ABSTRACT

Britain’s experiment with republican government ended in 1660 with the demise of the Commonwealth and the restoration of the Stuart dynasty. With the restoration of the monarchy came a return of episcopacy and the end of Puritan rule. The freedom enjoyed by Presbyterians and Congregationalists came to an end, as they moved from rulers to Dissenters. Although some among the ranks of the Presbyterians, such as John Tillotson, were able to make the change to episcopalianism, many were left in religious exile. England and Wales returned, at least on the surface, to its previous state as an Anglican regime. As Geoffrey Holmes claims of the restored Church:

It was a Church to which the allegiance of all the King’s English and Welsh subjects was legally bound by a state-imposed policy of uniformity.
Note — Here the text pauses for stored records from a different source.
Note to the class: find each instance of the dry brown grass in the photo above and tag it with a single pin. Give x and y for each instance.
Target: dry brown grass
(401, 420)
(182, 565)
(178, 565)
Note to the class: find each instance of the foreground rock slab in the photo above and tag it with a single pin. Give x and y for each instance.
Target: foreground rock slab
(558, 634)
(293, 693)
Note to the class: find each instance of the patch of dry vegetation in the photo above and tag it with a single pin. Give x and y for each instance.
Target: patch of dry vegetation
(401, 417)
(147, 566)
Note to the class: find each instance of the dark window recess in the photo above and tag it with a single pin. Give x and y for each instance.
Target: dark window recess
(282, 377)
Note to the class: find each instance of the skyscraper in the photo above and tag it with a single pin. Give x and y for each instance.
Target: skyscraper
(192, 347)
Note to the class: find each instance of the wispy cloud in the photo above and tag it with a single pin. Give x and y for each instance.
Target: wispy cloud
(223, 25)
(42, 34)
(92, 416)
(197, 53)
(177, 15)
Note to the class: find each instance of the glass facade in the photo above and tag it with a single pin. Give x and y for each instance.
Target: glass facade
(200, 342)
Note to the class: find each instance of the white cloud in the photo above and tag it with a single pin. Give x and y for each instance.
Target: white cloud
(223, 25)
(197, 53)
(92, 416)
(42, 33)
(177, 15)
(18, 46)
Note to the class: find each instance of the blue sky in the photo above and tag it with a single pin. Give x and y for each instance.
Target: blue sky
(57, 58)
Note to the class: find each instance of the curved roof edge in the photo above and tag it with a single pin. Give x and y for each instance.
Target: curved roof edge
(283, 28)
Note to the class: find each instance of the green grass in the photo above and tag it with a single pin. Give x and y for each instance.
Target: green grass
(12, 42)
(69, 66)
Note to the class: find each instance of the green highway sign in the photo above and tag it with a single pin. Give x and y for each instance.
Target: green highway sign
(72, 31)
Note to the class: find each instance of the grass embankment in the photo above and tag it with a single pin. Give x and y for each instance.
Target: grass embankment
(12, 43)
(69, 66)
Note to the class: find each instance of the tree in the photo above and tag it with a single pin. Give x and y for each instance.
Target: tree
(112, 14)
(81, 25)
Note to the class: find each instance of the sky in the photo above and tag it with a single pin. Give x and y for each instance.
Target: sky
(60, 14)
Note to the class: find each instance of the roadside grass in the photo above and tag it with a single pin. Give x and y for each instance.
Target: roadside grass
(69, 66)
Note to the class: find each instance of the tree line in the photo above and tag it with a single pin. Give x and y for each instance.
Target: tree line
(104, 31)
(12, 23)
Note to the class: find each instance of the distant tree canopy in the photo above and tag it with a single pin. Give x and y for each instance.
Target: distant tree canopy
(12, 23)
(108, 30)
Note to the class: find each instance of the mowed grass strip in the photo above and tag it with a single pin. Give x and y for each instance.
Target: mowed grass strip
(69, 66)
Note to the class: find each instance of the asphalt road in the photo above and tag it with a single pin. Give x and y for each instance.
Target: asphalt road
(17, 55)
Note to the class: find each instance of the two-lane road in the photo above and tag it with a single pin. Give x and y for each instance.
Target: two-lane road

It had episcopally ordained ministers and a traditional system of ecclesiastical government and discipline. It was furnished with a Prayer Book in obvious line of descent from that of Cranmer and Parker, with church courts, and with most of the other external trappings of the Church of 1641.1

On the surface, the nation had returned to the way things had been before the Puritan revolution but, for many, going back was not possible, and so Protestant Dissent and Nonconformity joined with Catholic recusancy as a potent force beneath the surface of society. Suppression and oppression helped solidify this movement, some of which moved in theologically heterodox directions, although at least early on most Protestant Dissent remained orthodox.2 Thus, the old regime may have been restored, but the religious and political dynamics of Britain were transformed.